Maintain short positions, as bearish bias is still in play below the USD71.10 mark. Last night, the WTI Crude posted a USD0.07 gain to USD69.87. During the session, the commodity rose to its intraday high of USD71.40 and tested the USD71.10 resistance mark. Nevertheless, the positive momentum did not sustain, which finally led to the formation of the “Doji” candlestick pattern. This shows that the session was an indecisive one. Technically speaking, as long as the aforementioned resistance is not taken out, we think the bearish bias in 11 Jul’s “Bearish Engulfing” candlestick pattern remains intact. At this juncture, the bears are still in control of market sentiment.

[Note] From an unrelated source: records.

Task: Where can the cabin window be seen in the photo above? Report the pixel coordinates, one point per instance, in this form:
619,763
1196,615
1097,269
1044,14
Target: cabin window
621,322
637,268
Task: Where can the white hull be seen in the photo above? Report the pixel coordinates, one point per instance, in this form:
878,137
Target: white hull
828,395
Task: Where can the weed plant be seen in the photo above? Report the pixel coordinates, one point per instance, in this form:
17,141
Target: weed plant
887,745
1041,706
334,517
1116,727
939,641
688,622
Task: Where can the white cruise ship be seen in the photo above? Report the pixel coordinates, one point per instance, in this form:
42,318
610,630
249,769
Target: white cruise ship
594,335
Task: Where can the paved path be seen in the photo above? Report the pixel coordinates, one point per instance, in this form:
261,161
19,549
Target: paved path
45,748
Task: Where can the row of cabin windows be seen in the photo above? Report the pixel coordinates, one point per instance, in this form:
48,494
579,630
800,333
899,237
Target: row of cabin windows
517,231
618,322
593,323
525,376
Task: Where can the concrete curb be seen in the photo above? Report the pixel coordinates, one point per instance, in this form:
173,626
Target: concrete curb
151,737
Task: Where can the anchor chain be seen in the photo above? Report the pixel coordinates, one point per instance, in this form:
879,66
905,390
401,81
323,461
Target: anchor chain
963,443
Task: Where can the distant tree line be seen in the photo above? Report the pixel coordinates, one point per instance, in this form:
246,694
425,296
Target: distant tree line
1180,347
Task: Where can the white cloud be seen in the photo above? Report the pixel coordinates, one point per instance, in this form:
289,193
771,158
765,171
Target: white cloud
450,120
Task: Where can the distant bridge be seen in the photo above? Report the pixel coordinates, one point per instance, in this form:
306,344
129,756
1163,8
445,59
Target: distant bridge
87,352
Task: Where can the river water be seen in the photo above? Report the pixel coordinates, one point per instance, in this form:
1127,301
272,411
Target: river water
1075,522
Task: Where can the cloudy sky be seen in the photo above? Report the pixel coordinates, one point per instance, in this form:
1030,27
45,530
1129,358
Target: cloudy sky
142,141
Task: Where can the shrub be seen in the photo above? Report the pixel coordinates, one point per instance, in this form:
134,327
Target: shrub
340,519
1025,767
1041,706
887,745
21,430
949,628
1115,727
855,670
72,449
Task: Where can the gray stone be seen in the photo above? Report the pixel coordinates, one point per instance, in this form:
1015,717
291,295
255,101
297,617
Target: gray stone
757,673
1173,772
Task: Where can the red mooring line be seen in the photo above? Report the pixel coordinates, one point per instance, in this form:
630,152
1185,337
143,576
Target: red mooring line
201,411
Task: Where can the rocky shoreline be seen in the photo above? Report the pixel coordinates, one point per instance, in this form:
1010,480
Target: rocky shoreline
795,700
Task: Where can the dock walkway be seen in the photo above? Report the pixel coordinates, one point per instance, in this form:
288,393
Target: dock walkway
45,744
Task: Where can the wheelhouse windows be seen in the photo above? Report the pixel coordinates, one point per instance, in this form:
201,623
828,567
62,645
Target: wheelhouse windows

Hence, it is best that traders maintain short positions. In order to minimise upside risk, we advise setting a stoploss above the USD71.10 threshold. This is in line with our short recommendation below the USD72.83 mark on 12 Jul.
The USD67.03 mark, ie 17 Jul’s low, is still our immediate support. Should the WTI Crude slip below this level, the following support is found at the USD64.22 threshold, which was the low of 5 Jun’s “Bullish Harami” pattern. On the flip side, we keep the immediate resistance at USD71.10, located at the high of 20 Jul. For the next resistance, look to USD75.27, or 3 Jul’s high.